Arendt’s unique contribution to this dialogue is more clearly seen when juxtaposed with that of her professor, the philosopher Karl Jaspers. Indeed, by reading Arendt in the context of her contemporary cultural critics, we can more clearly see the novelty in her own solution to a commonly perceived crisis. Jaspers, apart from being a close friend and admirer of Max Weber, had been one of the primary theorists of mass society during the Weimar Era and continued to write extensively on the political implications of mass society after the Second World War. However, unlike Arendt, Jaspers followed Weber in believing that the threats of mass society and bureaucratization could be contained within a liberal representative democracy. Nonetheless, Jaspers adds various other requirements in order for liberal democracy to function as a safeguard against cultural crisis: a comprehensive liberal education of the citizenry, opportunities for political participation at the local level, a shared ethos of communal life, and the creation of an aristocratic stratum of representatives.

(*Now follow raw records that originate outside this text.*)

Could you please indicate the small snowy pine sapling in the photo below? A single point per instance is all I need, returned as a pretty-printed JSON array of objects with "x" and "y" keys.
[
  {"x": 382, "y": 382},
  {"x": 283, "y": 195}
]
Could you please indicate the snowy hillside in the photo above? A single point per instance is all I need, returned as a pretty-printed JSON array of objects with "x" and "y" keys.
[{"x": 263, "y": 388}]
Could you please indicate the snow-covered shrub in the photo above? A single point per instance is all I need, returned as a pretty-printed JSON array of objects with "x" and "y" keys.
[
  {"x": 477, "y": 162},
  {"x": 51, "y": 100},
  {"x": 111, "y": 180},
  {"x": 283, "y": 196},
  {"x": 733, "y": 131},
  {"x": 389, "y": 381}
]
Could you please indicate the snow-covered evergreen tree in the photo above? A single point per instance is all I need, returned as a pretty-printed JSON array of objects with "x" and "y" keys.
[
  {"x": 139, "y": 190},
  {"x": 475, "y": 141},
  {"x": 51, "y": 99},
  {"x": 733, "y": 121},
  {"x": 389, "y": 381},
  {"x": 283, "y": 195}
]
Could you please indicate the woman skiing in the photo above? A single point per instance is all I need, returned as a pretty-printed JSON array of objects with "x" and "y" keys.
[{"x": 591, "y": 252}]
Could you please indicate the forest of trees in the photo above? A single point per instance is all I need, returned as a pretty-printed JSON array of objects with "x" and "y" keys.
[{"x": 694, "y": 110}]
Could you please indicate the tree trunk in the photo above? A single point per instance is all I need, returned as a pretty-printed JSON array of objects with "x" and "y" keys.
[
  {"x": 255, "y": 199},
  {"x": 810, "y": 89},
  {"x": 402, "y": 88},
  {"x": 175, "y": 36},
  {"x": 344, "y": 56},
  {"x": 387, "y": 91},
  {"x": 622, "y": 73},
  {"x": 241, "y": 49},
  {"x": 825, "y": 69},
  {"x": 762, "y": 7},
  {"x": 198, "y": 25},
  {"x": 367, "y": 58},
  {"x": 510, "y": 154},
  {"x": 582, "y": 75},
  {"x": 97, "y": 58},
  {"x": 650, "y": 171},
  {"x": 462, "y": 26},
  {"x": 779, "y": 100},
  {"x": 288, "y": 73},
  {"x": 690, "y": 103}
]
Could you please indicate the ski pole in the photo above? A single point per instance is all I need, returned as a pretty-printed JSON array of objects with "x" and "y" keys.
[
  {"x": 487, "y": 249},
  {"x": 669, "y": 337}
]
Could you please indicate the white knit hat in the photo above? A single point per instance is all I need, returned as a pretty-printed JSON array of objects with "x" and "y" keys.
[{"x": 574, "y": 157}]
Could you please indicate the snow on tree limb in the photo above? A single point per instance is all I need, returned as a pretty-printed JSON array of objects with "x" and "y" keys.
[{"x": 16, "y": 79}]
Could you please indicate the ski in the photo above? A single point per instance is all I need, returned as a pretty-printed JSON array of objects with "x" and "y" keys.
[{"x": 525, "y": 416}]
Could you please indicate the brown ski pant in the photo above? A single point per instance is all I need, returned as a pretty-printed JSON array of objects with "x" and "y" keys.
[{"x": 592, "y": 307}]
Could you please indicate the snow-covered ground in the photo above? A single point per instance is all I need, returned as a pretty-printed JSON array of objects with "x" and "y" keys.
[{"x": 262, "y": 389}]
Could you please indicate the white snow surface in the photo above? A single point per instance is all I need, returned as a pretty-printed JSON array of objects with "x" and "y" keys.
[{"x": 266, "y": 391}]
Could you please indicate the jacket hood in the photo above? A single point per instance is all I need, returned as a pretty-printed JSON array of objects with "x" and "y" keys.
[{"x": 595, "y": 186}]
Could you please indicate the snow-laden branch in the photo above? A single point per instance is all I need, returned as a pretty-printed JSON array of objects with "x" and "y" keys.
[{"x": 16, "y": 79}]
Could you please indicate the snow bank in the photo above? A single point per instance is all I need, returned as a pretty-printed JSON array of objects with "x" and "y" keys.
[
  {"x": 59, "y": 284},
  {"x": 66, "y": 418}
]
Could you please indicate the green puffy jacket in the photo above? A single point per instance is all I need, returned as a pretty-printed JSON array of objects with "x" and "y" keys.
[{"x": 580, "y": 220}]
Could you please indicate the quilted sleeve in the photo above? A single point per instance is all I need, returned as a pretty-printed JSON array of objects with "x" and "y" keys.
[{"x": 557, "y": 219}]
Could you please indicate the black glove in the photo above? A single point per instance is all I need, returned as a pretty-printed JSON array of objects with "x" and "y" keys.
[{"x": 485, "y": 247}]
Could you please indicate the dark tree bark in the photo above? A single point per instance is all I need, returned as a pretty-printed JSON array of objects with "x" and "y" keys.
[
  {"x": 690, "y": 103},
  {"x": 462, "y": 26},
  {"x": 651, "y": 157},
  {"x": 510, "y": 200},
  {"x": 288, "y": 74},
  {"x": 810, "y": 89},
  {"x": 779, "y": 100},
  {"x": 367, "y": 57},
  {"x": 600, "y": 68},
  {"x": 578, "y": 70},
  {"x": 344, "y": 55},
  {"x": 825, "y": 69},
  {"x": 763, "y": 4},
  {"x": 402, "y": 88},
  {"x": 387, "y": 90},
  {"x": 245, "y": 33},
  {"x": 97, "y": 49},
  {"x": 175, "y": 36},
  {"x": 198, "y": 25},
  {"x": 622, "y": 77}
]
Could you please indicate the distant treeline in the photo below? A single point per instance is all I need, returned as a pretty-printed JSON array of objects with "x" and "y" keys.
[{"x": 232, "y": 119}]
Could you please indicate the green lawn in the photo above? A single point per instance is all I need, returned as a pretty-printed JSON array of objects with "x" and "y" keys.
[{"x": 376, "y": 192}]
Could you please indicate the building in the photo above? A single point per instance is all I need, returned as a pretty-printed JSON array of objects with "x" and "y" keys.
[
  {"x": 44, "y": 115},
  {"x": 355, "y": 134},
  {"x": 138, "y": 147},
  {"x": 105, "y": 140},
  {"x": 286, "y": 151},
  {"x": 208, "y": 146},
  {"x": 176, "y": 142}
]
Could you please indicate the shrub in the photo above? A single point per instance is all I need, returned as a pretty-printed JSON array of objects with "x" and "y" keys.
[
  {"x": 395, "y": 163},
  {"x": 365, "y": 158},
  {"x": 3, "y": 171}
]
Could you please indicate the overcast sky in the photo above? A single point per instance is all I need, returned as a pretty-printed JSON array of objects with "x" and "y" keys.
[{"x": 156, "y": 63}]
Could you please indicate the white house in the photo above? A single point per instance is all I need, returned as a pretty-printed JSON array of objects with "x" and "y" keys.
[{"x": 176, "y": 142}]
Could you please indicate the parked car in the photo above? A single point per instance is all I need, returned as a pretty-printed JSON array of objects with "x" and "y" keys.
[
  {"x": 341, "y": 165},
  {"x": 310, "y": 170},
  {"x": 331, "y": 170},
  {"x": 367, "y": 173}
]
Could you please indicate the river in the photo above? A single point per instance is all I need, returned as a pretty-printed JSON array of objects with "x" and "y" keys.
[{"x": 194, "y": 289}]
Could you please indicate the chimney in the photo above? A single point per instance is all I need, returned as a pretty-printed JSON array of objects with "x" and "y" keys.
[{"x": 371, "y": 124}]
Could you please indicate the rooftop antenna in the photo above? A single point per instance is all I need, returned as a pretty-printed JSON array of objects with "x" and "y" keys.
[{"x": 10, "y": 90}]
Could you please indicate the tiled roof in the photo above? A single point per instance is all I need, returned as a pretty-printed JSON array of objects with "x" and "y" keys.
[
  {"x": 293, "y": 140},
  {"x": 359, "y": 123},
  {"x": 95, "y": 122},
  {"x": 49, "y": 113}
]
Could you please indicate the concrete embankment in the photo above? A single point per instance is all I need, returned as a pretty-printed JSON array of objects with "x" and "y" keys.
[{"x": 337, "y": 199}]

Jaspers’s ideal liberal democracy sounds remarkably similar to Arendt’s (also idealized) description of the United States. Yet Arendt was far more hostile to liberal representative democracy, seeing the United States as a limit-case where the institutions had managed to perpetuate a stable form of government. Indeed, whereas Jaspers saw political parties as essential in identifying potential worthy ‘elites’ to present for election, Arendt adopts wholeheartedly the critique of party-based representative democracy articulated by many right-wing Weimar thinkers (such as Carl Schmitt). Consequently, for Arendt, new sources of cultural meaning could only arise from the grassroots rather than in the already existing institutions of liberal democracy. Council democracy, by allowing for direct participation and dialogue among actors, was the only means by which an “oasis” could appear in the “desert” of modern mass society. Moreover, like Jaspers, Arendt sees this process of cultural regeneration as driven by exemplary elites who she imagines will dominate the council democracies. Thus, far from seeing the council democracies as institutionalized mechanisms of popular mobilization, Arendt envisages them as spaces for elite-driven meaning creation. Consequently, democratic theorists who seek to maximize popular participation and action should be cautious in looking to Arendt as a model for institutional design.